ANSWERING HIS CRITICS.

"Oh, you are now getting on ticklish ground, for it is here that tbe critics of 'The Man with the Hoe' congregate and jubilate. Let me say briefly, though, in answer to you and to them, that I believe in labor, that I believe in its humanizing and redeeming power. Indeed, from a religious point of view, I believe that a man's craft furnishes the chief basis of his redemption. While one is making a house, he is making himself. While he chisels the block of marble he is invisibly shaping his own soul. And it does not matter much what a man does, —whether he builds a poem or hoes in a garden. The chief thing is the way we do our work. It must be done thoroughly, and in the spirit of loving service. Work of this order is a perpetual prayer. The doer is elevated by such work. "But, while all this is true, it is also true that excesses are evils, —that overwork and underpaid work tend to break down instead of build up. Work is good for the child, but I can put such heavy burdens upon him as to deform his body and stunt his mind.

" 'The Man with the Hoe' is, of course, the type of industrial oppression in all lands and in all parts of labor. He is the man who has been chained to the wheel by the fierce necessity for bread, —the man with no time for rest, no time for study, no time for thought, no time for the mighty hopes that make us men.
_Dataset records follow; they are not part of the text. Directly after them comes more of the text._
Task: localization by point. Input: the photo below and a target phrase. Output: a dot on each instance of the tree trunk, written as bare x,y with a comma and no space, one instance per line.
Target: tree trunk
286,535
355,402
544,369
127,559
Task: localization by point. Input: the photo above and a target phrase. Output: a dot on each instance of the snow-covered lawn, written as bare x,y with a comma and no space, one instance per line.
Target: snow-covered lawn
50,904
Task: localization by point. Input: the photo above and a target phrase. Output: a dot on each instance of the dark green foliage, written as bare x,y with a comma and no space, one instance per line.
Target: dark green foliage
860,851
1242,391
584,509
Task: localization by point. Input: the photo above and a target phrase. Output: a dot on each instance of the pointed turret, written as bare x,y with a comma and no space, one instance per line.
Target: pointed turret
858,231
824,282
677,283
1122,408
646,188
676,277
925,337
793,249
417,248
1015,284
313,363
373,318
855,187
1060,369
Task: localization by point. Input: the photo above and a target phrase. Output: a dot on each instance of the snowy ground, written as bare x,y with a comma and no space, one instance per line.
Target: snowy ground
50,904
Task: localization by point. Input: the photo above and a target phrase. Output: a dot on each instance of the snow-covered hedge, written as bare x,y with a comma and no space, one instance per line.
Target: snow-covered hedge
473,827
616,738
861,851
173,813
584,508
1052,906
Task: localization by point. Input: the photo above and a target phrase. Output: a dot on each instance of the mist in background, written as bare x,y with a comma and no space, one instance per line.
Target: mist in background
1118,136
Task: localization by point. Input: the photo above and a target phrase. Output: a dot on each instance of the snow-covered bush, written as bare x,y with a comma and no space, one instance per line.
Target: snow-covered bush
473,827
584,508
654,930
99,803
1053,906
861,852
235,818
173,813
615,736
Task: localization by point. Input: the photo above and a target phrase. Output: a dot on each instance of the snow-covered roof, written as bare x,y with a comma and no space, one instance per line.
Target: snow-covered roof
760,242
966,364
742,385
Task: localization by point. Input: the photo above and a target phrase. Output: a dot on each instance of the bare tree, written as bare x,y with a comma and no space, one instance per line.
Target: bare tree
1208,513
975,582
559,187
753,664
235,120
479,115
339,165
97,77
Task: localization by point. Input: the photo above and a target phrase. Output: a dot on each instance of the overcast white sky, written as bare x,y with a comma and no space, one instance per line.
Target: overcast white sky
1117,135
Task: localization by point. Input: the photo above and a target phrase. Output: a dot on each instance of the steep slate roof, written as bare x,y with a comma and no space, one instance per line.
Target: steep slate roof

The poem is not a protest against labor; it is a protest against the degradation of labor."

SEED SOWN LONG AGO.

Speaking of the writing of this poem, Mr. Markham said that he sketched the outline of it fourteen years ago, upon seeing a photograph of Millet's famous painting, "The Man with the Hoe." When he saw the picture itself four years afterward, he further elaborated the idea, but did not write it out in complete form until Christmas week, 1900. He then spent three or four days on it, and sent it to the San Francisco Examiner, where it was published for the first time on the eighth of January 1901.

Within a few months, the volume, "The Man with the Hoe and other Poems," was issued by Doubleday and McClure, of New York, and met with so large a sale that it was soon in its fifth edition. It has been very favorably received.

Mr. Markham paid his way through the state normal school at San Jose, and afterward through Christian college at Santa Rosa, California. He has done important educational work in that state as a superintendent and principal of schools in various places, and is now head master of the Tompkins observation school ill Oakland. Inducements have been offered him to deliver a series of lectures throughout the country, and he has received many requests for literary work, with some of which he will comply.

The world is well lost when the world is wrong,
No matter how men deride you;
For if you are patient and firm and strong,
You will find in time, though the time be long,
That the world wheels round beside you. —Ella Wheeler Wilcox.